Democratic nominee Hillary Clinton often talks on the campaign trail about being a grandmother.
Her daughter, Chelsea, described just how that works: The former secretary of state loves interacting on Face Time with granddaughter Charlotte, nearly 2.
Chelsea said her mom could be ready to walk on stage for a speech or a debate but she will drop everything to blow kisses or read “Chugga-Chugga Choo-Choo” to Charlotte.
“She’s a women driven by compassion, by faith, by a fierce sense of justice and a heart full of love,” Chelsea said, as she introduced her mother Thursday, the final night of the Democratic National Convention in Philadelphia.
The Democratic nominee, Chelsea said, is her role model as a mother and an advocate. Her speech focused on those themes.
Chelsea was a teenager when her father, Bill Clinton, became president. She spent some of her formative years in the White House and, like her parents, has remained in the public eye ever since.
Chelsea talked at length about her childhood and her mother’s constant presence at soccer and softball games, piano and dance recitals and how they frequently spent Saturdays searching for shapes in the clouds and talking about dinosaurs — a childhood obsession of Chelsea’s.
“She was always, always there for me,” she recalled.
Clinton balanced motherhood with her other responsibilities. “Whenever my mom was away for work, which thankfully didn’t happen very often, she left notes for me to open when she was gone,” Chelsea said, noting there was a note for every day her mom was not home.
“I treasured each and every one of those notes. They were another reminder that I was always in her thoughts and in her heart.”
At family dinners, Chelsea said her parents always asked about her day before talking about theirs, making her understand they valued her thoughts and ideas.
That feeling is what Clinton offers to every child, Chelsea said. “It is the calling of her life.”
Chelsea also talked about her mother’s lessons in public service.
“I’ve seen her holding the hands of mothers worried about how they’ll feed their kids, worried about how they’ll get the healthcare they need,” Chelsea recalled, saying that after those conversations her mother would get straight to work seeing what she could do to help.

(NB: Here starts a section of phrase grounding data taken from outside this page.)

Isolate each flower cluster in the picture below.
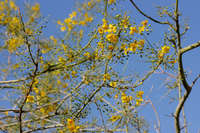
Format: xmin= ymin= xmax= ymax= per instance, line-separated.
xmin=158 ymin=45 xmax=170 ymax=58
xmin=136 ymin=91 xmax=144 ymax=106
xmin=121 ymin=92 xmax=133 ymax=103
xmin=67 ymin=119 xmax=80 ymax=133
xmin=121 ymin=39 xmax=145 ymax=55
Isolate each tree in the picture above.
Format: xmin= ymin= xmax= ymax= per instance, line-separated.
xmin=0 ymin=0 xmax=199 ymax=132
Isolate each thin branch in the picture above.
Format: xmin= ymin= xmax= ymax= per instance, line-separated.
xmin=191 ymin=73 xmax=200 ymax=88
xmin=24 ymin=124 xmax=63 ymax=133
xmin=95 ymin=102 xmax=107 ymax=132
xmin=0 ymin=114 xmax=56 ymax=129
xmin=148 ymin=99 xmax=160 ymax=133
xmin=132 ymin=60 xmax=162 ymax=88
xmin=0 ymin=77 xmax=29 ymax=84
xmin=0 ymin=109 xmax=29 ymax=113
xmin=180 ymin=41 xmax=200 ymax=54
xmin=73 ymin=83 xmax=105 ymax=118
xmin=129 ymin=0 xmax=169 ymax=25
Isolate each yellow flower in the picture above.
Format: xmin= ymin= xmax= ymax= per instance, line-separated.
xmin=121 ymin=92 xmax=133 ymax=103
xmin=136 ymin=91 xmax=144 ymax=98
xmin=108 ymin=45 xmax=114 ymax=50
xmin=121 ymin=16 xmax=129 ymax=28
xmin=161 ymin=45 xmax=170 ymax=54
xmin=108 ymin=0 xmax=116 ymax=4
xmin=138 ymin=39 xmax=145 ymax=49
xmin=98 ymin=27 xmax=104 ymax=34
xmin=84 ymin=52 xmax=90 ymax=58
xmin=158 ymin=45 xmax=170 ymax=59
xmin=107 ymin=24 xmax=117 ymax=33
xmin=64 ymin=18 xmax=72 ymax=24
xmin=136 ymin=99 xmax=143 ymax=106
xmin=26 ymin=96 xmax=34 ymax=103
xmin=129 ymin=27 xmax=138 ymax=35
xmin=109 ymin=81 xmax=117 ymax=87
xmin=69 ymin=11 xmax=77 ymax=19
xmin=168 ymin=60 xmax=176 ymax=64
xmin=33 ymin=87 xmax=39 ymax=94
xmin=9 ymin=1 xmax=18 ymax=10
xmin=138 ymin=26 xmax=145 ymax=33
xmin=106 ymin=33 xmax=118 ymax=44
xmin=129 ymin=42 xmax=138 ymax=52
xmin=109 ymin=115 xmax=121 ymax=122
xmin=79 ymin=20 xmax=86 ymax=26
xmin=103 ymin=73 xmax=111 ymax=81
xmin=141 ymin=20 xmax=148 ymax=27
xmin=60 ymin=26 xmax=66 ymax=32
xmin=32 ymin=3 xmax=40 ymax=12
xmin=40 ymin=91 xmax=46 ymax=97
xmin=67 ymin=119 xmax=80 ymax=133
xmin=57 ymin=20 xmax=63 ymax=25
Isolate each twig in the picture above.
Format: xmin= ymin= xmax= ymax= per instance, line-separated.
xmin=191 ymin=73 xmax=200 ymax=88
xmin=129 ymin=0 xmax=168 ymax=25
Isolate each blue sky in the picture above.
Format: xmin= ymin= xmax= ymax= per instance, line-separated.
xmin=36 ymin=0 xmax=200 ymax=132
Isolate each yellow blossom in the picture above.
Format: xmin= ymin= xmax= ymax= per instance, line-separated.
xmin=161 ymin=45 xmax=170 ymax=54
xmin=109 ymin=115 xmax=121 ymax=122
xmin=98 ymin=27 xmax=104 ymax=34
xmin=141 ymin=20 xmax=148 ymax=27
xmin=108 ymin=45 xmax=114 ymax=50
xmin=103 ymin=73 xmax=111 ymax=81
xmin=129 ymin=27 xmax=138 ymax=35
xmin=109 ymin=81 xmax=117 ymax=87
xmin=106 ymin=33 xmax=118 ymax=44
xmin=33 ymin=87 xmax=39 ymax=94
xmin=129 ymin=42 xmax=138 ymax=52
xmin=108 ymin=0 xmax=116 ymax=4
xmin=71 ymin=70 xmax=77 ymax=77
xmin=98 ymin=42 xmax=104 ymax=49
xmin=158 ymin=45 xmax=170 ymax=59
xmin=138 ymin=39 xmax=145 ymax=49
xmin=138 ymin=26 xmax=145 ymax=33
xmin=60 ymin=26 xmax=66 ymax=32
xmin=9 ymin=1 xmax=18 ymax=10
xmin=69 ymin=11 xmax=77 ymax=19
xmin=79 ymin=20 xmax=86 ymax=26
xmin=31 ymin=3 xmax=40 ymax=12
xmin=67 ymin=119 xmax=80 ymax=133
xmin=107 ymin=24 xmax=117 ymax=33
xmin=136 ymin=99 xmax=143 ymax=106
xmin=121 ymin=92 xmax=133 ymax=103
xmin=136 ymin=91 xmax=144 ymax=98
xmin=40 ymin=91 xmax=46 ymax=97
xmin=84 ymin=52 xmax=90 ymax=58
xmin=64 ymin=18 xmax=72 ymax=24
xmin=26 ymin=96 xmax=34 ymax=103
xmin=121 ymin=16 xmax=129 ymax=28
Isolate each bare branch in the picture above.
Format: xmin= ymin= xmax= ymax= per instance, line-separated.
xmin=147 ymin=99 xmax=160 ymax=133
xmin=180 ymin=41 xmax=200 ymax=54
xmin=129 ymin=0 xmax=169 ymax=25
xmin=24 ymin=124 xmax=63 ymax=133
xmin=0 ymin=77 xmax=29 ymax=84
xmin=0 ymin=109 xmax=28 ymax=113
xmin=191 ymin=73 xmax=200 ymax=88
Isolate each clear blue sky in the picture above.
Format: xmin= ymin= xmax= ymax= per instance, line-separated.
xmin=9 ymin=0 xmax=200 ymax=132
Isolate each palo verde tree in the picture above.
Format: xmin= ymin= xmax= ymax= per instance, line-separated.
xmin=0 ymin=0 xmax=199 ymax=133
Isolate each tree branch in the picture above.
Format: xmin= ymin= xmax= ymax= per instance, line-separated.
xmin=129 ymin=0 xmax=168 ymax=25
xmin=180 ymin=41 xmax=200 ymax=54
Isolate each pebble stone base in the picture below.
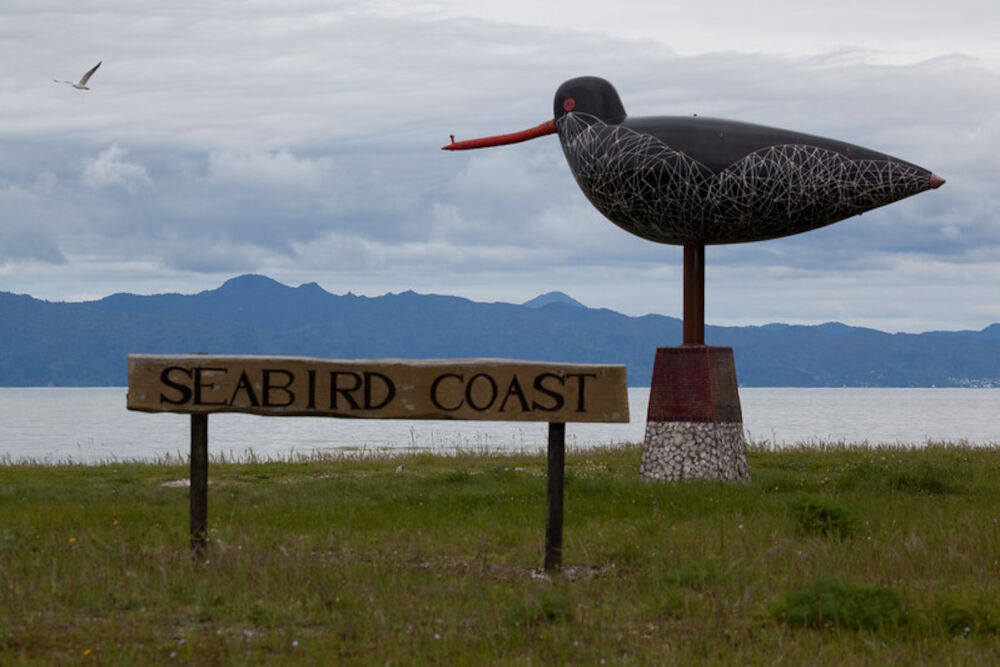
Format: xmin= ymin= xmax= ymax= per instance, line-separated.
xmin=639 ymin=346 xmax=750 ymax=482
xmin=640 ymin=421 xmax=750 ymax=481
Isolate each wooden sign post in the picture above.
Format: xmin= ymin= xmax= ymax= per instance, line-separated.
xmin=128 ymin=354 xmax=628 ymax=570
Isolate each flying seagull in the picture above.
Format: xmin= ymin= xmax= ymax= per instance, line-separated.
xmin=54 ymin=61 xmax=101 ymax=90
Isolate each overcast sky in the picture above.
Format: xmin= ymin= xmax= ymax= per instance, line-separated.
xmin=2 ymin=1 xmax=998 ymax=333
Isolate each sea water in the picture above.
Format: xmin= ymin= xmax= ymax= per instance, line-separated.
xmin=0 ymin=387 xmax=998 ymax=464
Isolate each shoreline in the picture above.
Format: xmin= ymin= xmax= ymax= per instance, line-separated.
xmin=4 ymin=439 xmax=1000 ymax=468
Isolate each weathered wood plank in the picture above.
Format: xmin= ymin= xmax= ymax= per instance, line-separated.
xmin=127 ymin=355 xmax=629 ymax=423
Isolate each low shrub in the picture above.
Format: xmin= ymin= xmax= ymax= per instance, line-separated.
xmin=773 ymin=575 xmax=904 ymax=630
xmin=939 ymin=595 xmax=1000 ymax=635
xmin=790 ymin=496 xmax=853 ymax=539
xmin=889 ymin=463 xmax=957 ymax=495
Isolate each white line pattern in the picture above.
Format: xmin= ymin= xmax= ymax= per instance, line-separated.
xmin=557 ymin=112 xmax=931 ymax=245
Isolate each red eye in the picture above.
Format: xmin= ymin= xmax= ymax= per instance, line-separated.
xmin=563 ymin=98 xmax=576 ymax=112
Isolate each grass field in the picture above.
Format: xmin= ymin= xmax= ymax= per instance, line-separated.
xmin=2 ymin=442 xmax=1000 ymax=664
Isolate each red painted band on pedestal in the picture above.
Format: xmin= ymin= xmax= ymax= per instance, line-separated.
xmin=645 ymin=346 xmax=743 ymax=423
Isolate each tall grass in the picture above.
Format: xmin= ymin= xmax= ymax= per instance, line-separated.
xmin=2 ymin=442 xmax=1000 ymax=663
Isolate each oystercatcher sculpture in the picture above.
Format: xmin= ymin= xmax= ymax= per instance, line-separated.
xmin=445 ymin=76 xmax=944 ymax=481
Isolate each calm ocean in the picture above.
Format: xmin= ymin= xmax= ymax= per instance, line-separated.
xmin=1 ymin=387 xmax=998 ymax=464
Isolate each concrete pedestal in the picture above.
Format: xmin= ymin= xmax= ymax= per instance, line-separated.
xmin=639 ymin=346 xmax=750 ymax=481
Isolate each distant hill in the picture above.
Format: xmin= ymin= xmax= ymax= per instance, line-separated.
xmin=1 ymin=274 xmax=998 ymax=387
xmin=522 ymin=291 xmax=586 ymax=309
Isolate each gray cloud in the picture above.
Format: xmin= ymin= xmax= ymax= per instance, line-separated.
xmin=81 ymin=144 xmax=151 ymax=191
xmin=0 ymin=2 xmax=996 ymax=331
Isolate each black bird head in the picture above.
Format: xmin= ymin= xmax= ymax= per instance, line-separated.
xmin=553 ymin=76 xmax=626 ymax=124
xmin=441 ymin=76 xmax=628 ymax=151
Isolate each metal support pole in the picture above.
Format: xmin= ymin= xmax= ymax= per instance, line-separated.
xmin=683 ymin=243 xmax=705 ymax=346
xmin=190 ymin=413 xmax=209 ymax=554
xmin=544 ymin=421 xmax=566 ymax=573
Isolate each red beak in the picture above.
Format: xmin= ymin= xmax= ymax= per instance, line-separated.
xmin=442 ymin=119 xmax=558 ymax=150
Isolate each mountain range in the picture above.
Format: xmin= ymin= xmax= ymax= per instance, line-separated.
xmin=2 ymin=274 xmax=998 ymax=387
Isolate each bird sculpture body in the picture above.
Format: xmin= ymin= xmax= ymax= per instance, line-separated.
xmin=54 ymin=61 xmax=101 ymax=90
xmin=445 ymin=76 xmax=944 ymax=245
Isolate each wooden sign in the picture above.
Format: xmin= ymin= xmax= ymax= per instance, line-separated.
xmin=127 ymin=355 xmax=629 ymax=423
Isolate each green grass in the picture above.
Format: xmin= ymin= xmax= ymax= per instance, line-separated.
xmin=3 ymin=442 xmax=1000 ymax=664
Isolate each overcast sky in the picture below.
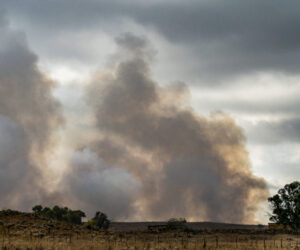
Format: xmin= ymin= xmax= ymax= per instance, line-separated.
xmin=0 ymin=0 xmax=299 ymax=223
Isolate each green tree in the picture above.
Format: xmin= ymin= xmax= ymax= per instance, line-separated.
xmin=31 ymin=205 xmax=85 ymax=225
xmin=52 ymin=205 xmax=64 ymax=220
xmin=89 ymin=211 xmax=110 ymax=229
xmin=268 ymin=181 xmax=300 ymax=229
xmin=32 ymin=205 xmax=43 ymax=214
xmin=43 ymin=207 xmax=55 ymax=219
xmin=66 ymin=210 xmax=86 ymax=225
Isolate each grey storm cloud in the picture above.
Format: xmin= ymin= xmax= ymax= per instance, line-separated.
xmin=246 ymin=118 xmax=300 ymax=144
xmin=2 ymin=0 xmax=300 ymax=81
xmin=84 ymin=33 xmax=268 ymax=223
xmin=0 ymin=15 xmax=63 ymax=209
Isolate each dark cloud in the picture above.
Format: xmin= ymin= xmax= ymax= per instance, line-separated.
xmin=85 ymin=33 xmax=268 ymax=223
xmin=132 ymin=0 xmax=300 ymax=80
xmin=246 ymin=118 xmax=300 ymax=144
xmin=0 ymin=15 xmax=63 ymax=210
xmin=192 ymin=91 xmax=300 ymax=118
xmin=3 ymin=0 xmax=300 ymax=81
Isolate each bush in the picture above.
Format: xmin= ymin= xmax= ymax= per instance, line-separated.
xmin=32 ymin=205 xmax=43 ymax=214
xmin=87 ymin=211 xmax=110 ymax=230
xmin=167 ymin=218 xmax=187 ymax=231
xmin=32 ymin=205 xmax=86 ymax=225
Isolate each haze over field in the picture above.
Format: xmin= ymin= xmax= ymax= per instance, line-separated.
xmin=0 ymin=1 xmax=299 ymax=224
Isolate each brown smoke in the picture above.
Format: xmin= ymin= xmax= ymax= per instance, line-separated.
xmin=0 ymin=14 xmax=268 ymax=222
xmin=83 ymin=33 xmax=268 ymax=223
xmin=0 ymin=17 xmax=63 ymax=209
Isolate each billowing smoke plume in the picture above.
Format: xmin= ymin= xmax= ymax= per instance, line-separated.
xmin=0 ymin=14 xmax=268 ymax=223
xmin=80 ymin=33 xmax=268 ymax=223
xmin=0 ymin=15 xmax=62 ymax=209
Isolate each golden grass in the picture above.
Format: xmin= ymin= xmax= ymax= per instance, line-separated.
xmin=1 ymin=231 xmax=300 ymax=249
xmin=1 ymin=212 xmax=300 ymax=249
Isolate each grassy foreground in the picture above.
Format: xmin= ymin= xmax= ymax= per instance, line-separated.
xmin=1 ymin=210 xmax=300 ymax=249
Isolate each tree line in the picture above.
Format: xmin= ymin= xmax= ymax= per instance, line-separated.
xmin=32 ymin=205 xmax=110 ymax=229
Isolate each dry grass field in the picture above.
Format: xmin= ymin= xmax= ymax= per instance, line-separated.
xmin=1 ymin=211 xmax=300 ymax=249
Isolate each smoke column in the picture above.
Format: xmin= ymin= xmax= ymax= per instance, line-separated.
xmin=0 ymin=15 xmax=268 ymax=223
xmin=0 ymin=15 xmax=62 ymax=209
xmin=75 ymin=33 xmax=269 ymax=223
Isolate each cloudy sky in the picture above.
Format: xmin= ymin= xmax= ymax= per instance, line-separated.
xmin=0 ymin=0 xmax=299 ymax=223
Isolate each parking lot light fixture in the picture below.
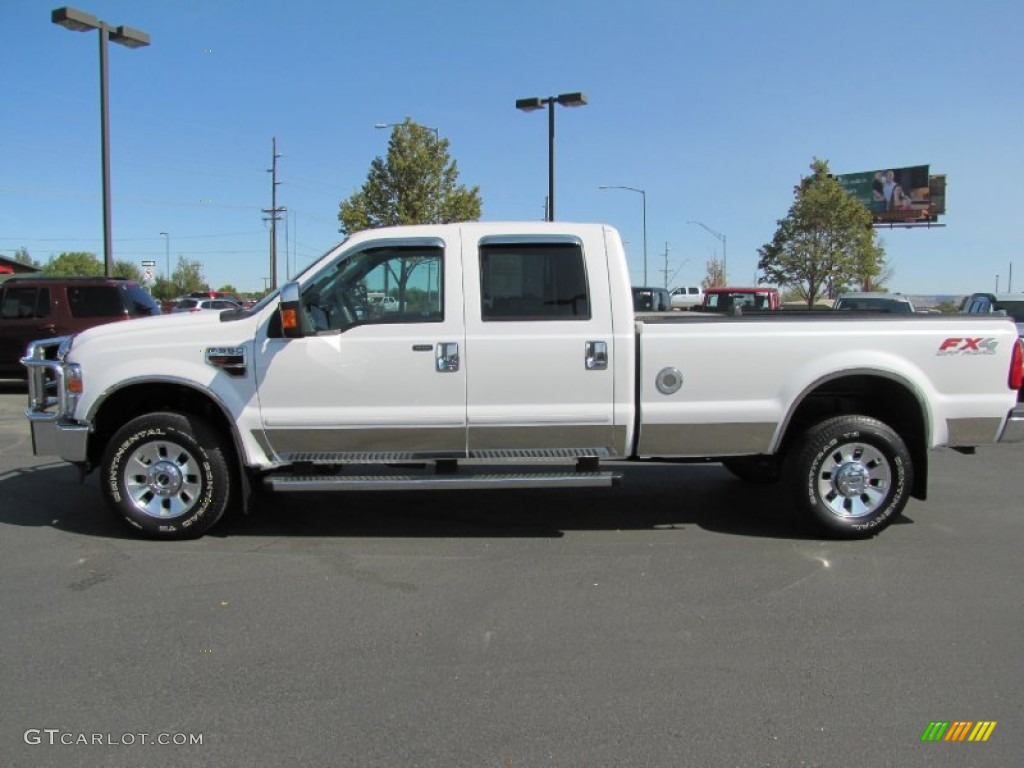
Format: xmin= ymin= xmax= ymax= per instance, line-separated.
xmin=516 ymin=92 xmax=588 ymax=221
xmin=51 ymin=6 xmax=150 ymax=278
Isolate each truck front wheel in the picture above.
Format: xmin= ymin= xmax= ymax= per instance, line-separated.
xmin=788 ymin=415 xmax=912 ymax=539
xmin=101 ymin=412 xmax=231 ymax=539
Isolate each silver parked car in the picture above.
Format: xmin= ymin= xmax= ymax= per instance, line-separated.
xmin=171 ymin=298 xmax=242 ymax=314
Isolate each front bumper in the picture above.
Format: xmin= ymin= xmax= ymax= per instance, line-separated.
xmin=21 ymin=337 xmax=90 ymax=463
xmin=998 ymin=405 xmax=1024 ymax=443
xmin=26 ymin=413 xmax=90 ymax=462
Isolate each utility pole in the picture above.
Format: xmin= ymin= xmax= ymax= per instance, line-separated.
xmin=660 ymin=242 xmax=671 ymax=288
xmin=262 ymin=137 xmax=285 ymax=290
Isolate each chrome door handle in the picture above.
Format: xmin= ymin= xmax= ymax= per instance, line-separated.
xmin=586 ymin=341 xmax=608 ymax=370
xmin=436 ymin=342 xmax=460 ymax=372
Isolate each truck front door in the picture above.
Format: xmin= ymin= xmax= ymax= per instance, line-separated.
xmin=253 ymin=237 xmax=467 ymax=461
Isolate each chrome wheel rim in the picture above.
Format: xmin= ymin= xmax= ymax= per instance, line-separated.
xmin=124 ymin=439 xmax=203 ymax=519
xmin=817 ymin=441 xmax=891 ymax=519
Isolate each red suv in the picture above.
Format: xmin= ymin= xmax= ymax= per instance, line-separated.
xmin=0 ymin=276 xmax=160 ymax=377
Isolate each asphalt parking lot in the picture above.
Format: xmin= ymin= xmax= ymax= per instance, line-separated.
xmin=0 ymin=378 xmax=1020 ymax=767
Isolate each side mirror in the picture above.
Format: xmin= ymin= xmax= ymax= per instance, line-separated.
xmin=279 ymin=282 xmax=304 ymax=338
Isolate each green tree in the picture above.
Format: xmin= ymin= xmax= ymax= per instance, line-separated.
xmin=217 ymin=284 xmax=239 ymax=295
xmin=171 ymin=255 xmax=206 ymax=295
xmin=150 ymin=276 xmax=178 ymax=301
xmin=43 ymin=252 xmax=104 ymax=276
xmin=338 ymin=118 xmax=482 ymax=235
xmin=758 ymin=158 xmax=885 ymax=306
xmin=113 ymin=260 xmax=144 ymax=282
xmin=13 ymin=247 xmax=41 ymax=268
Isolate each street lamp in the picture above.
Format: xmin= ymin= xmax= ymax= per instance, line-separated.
xmin=687 ymin=220 xmax=727 ymax=284
xmin=599 ymin=185 xmax=647 ymax=285
xmin=52 ymin=6 xmax=150 ymax=278
xmin=374 ymin=122 xmax=440 ymax=141
xmin=515 ymin=92 xmax=588 ymax=221
xmin=159 ymin=231 xmax=169 ymax=280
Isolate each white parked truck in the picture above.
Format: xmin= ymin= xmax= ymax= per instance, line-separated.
xmin=22 ymin=222 xmax=1024 ymax=539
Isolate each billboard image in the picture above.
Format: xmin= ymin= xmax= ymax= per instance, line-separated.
xmin=836 ymin=165 xmax=941 ymax=225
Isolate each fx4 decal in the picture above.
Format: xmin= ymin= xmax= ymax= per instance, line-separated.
xmin=937 ymin=337 xmax=999 ymax=356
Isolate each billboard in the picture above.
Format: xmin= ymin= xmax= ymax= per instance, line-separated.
xmin=836 ymin=165 xmax=943 ymax=225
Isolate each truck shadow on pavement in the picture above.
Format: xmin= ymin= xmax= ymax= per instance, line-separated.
xmin=226 ymin=462 xmax=912 ymax=541
xmin=0 ymin=461 xmax=914 ymax=542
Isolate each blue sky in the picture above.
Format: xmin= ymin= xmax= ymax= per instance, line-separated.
xmin=3 ymin=0 xmax=1023 ymax=295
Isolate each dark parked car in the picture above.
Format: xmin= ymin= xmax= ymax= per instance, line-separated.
xmin=833 ymin=292 xmax=915 ymax=313
xmin=0 ymin=276 xmax=159 ymax=377
xmin=632 ymin=286 xmax=672 ymax=312
xmin=962 ymin=292 xmax=1024 ymax=324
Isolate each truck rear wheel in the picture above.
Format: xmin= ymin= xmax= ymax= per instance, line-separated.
xmin=788 ymin=415 xmax=912 ymax=539
xmin=101 ymin=412 xmax=231 ymax=539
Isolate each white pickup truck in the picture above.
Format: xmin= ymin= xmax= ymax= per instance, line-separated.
xmin=23 ymin=222 xmax=1024 ymax=539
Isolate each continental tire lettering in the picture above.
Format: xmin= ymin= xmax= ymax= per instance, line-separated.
xmin=851 ymin=455 xmax=905 ymax=531
xmin=806 ymin=436 xmax=842 ymax=505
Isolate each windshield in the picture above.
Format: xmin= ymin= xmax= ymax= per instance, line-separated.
xmin=245 ymin=240 xmax=347 ymax=315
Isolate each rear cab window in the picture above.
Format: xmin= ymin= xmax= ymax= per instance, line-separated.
xmin=479 ymin=242 xmax=590 ymax=321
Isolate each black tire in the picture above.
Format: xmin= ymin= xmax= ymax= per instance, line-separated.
xmin=722 ymin=455 xmax=782 ymax=484
xmin=787 ymin=415 xmax=912 ymax=539
xmin=101 ymin=412 xmax=231 ymax=539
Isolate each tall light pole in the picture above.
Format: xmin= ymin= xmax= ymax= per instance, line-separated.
xmin=375 ymin=122 xmax=440 ymax=141
xmin=515 ymin=92 xmax=588 ymax=221
xmin=600 ymin=185 xmax=647 ymax=285
xmin=687 ymin=220 xmax=727 ymax=284
xmin=51 ymin=7 xmax=150 ymax=278
xmin=159 ymin=231 xmax=170 ymax=280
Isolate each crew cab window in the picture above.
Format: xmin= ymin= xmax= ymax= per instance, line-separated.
xmin=300 ymin=245 xmax=443 ymax=333
xmin=1 ymin=287 xmax=50 ymax=319
xmin=479 ymin=242 xmax=590 ymax=321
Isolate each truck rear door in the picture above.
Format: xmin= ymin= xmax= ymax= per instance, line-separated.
xmin=461 ymin=232 xmax=619 ymax=458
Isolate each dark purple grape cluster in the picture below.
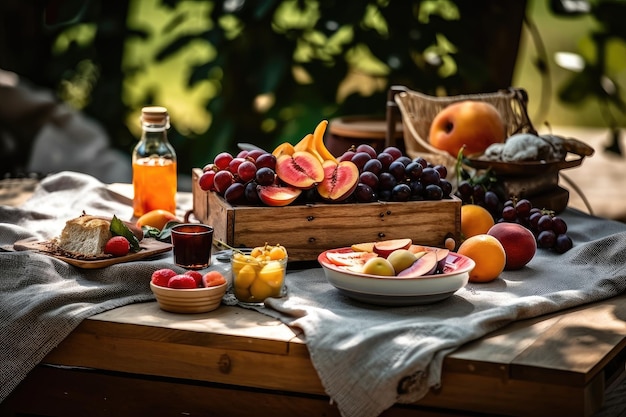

The summer of 1994, after Hillary Clinton lost her fight for universal health care, was a low point, Chelsea recalled.
“It was bruising; it was exhausting,” said Chelsea, who was 14 at the time.
Family movie nights helped replenish her spirits, Chelsea said, noting that her father loved “Police Academy” but her mother and her favored “Pride and Prejudice.”
But what has pushed her mother through the tough times in her lengthy political career is remembering her purpose, Chelsea said. “It’s because she never ever forgets who she’s fighting for.”
Chelsea recalled those fights: “She’s worked to make it easier for foster kids to be adopted, for our 9/11 first responders to get the health care they deserve, for women around the world to be safe, to be treated with dignity and to have more opportunities.”
“Fights like these, they’re what keep my mother going,” she said. “They grab her heart and hear conscious and they never ever let go.”
Lavon Bracy, a Clinton delegate from Orlando, said Chelsea’s speech really gave the crowd a sense of what it was like to grow up in the Clinton household. “She had a personal touch that no one else could have had,” she said.
Jon Fish, a Sanders delegate from Kentucky, agreed Chelsea’s speech was effective in humanizing Clinton.